[35] The completion of TABS involves the patient answering two se

[35] The completion of TABS involves the patient answering two sets of four questions using a five-point Likert scale. Answers from the first set give an adherence behaviour score (ABS) and answers from the second set give a non-adherence behaviour score (NABS). ABS of less than 19 out of 20 denote a lack of adherence behaviour whereas NABS of more than eight out of 20 can be defined as non-adherence behaviour.[35] Low scores for ABS are

suggestive of intentional non-adherence whereas low scores for question 5 (NABS) suggest unintentional non-adherence. It should be noted that although TABS comprises ABS and NABS, cumulative totals of the scores are unable to be given due to the inverse relationship between the scoring for ABS and NABS. Descriptive statistics were used to characterise the sample. A semi-structured Deforolimus molecular weight interview was selected as the most appropriate methodology to explore patients’ ideas, concerns and expectations about adherence to medication.
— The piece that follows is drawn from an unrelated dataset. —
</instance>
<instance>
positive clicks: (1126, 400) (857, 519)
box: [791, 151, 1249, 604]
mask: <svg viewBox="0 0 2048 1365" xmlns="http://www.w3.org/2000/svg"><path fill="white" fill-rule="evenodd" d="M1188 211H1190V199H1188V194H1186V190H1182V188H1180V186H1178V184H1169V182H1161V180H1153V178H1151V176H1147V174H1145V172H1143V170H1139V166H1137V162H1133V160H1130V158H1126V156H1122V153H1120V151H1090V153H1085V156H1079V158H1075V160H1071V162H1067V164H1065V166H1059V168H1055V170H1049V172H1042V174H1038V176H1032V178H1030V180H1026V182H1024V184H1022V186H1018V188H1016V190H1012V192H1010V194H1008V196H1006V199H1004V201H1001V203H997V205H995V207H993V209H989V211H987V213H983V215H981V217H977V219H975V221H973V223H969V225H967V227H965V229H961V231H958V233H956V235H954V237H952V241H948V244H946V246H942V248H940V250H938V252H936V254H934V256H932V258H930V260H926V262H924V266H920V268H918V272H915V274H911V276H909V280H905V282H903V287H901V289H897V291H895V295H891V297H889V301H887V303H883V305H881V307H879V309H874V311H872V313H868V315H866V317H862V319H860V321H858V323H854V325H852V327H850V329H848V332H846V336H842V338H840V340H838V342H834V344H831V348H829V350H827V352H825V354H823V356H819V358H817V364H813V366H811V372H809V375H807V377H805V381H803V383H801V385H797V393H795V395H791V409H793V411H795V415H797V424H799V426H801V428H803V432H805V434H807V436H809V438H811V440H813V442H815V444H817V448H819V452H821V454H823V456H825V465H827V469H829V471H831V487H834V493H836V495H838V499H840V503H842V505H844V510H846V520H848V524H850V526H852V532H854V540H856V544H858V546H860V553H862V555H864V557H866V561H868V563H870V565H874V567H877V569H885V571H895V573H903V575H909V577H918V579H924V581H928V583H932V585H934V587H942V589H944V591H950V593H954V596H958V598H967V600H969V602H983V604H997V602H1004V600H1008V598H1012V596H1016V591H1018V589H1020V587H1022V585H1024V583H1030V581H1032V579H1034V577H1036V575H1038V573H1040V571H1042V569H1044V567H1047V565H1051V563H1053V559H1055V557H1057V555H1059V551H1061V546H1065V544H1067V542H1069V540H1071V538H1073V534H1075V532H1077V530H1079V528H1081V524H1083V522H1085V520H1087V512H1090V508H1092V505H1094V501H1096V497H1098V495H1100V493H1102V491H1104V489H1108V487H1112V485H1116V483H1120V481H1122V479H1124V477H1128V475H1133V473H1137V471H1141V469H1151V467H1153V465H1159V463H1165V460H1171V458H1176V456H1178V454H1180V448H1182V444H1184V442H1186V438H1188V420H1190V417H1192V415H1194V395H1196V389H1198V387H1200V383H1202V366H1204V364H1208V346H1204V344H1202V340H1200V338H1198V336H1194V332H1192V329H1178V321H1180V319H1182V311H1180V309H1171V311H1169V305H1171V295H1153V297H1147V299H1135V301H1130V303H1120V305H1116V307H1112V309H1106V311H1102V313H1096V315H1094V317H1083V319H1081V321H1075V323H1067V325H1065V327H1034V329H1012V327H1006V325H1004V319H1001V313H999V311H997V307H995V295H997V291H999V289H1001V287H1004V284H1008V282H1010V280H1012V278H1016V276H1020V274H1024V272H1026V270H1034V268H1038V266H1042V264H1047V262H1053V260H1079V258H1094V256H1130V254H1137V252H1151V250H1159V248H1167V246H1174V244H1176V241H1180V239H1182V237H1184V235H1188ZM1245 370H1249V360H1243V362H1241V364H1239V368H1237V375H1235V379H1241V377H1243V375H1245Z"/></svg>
Interviews were conducted by the corresponding author over a 7-week period from May 2010. The topic guide for semi-structured interviews CRM1 inhibitor was adapted from another study of medication adherence in patients with chronic illness.[22] This was reviewed for appropriateness

by the team prior to use. All interviews were digitally recorded before being transcribed by cardiology secretarial staff. Once the interviews were transcribed the accuracy of the transcriptions was scrutinised by the corresponding author. Patient confidentiality was maintained by omitting all names and identifiers, and patient approval for the use of direct quotations was obtained. Once the qualitative data had been transcribed CYTH4 the transcripts were loaded into computer-assisted qualitative data analysis software (Atlas.ti version 6.0.1; Atlas.ti GmbH, Berlin, Germany) which expedited analysis and enhanced ‘closeness’ with the data. A thematic framework was developed to code the transcripts. The original coding framework was agreed upon by GFR and SJL. GFR completed the coding

and SJL verified the accuracy of each applied code on all transcripts. Initially there was a process of familiarisation by listening/re-listening to the recorded interviews while reading/re-reading the transcripts, which allowed immersion in the data. A process of ‘coding’ was applied to the transcripts and these codes allowed for themes to be identified. The construction of the initial thematic framework was guided by the research aims and objectives and questions introduced to participants from the topic guides. However, the framework analysis could also be used to identify emergent themes expressed during the interviews, offering a unique flexibility to realise themes from outwith the topic guide. Contextual meaning for each quote and code were then indexed before being displayed in a process called charting.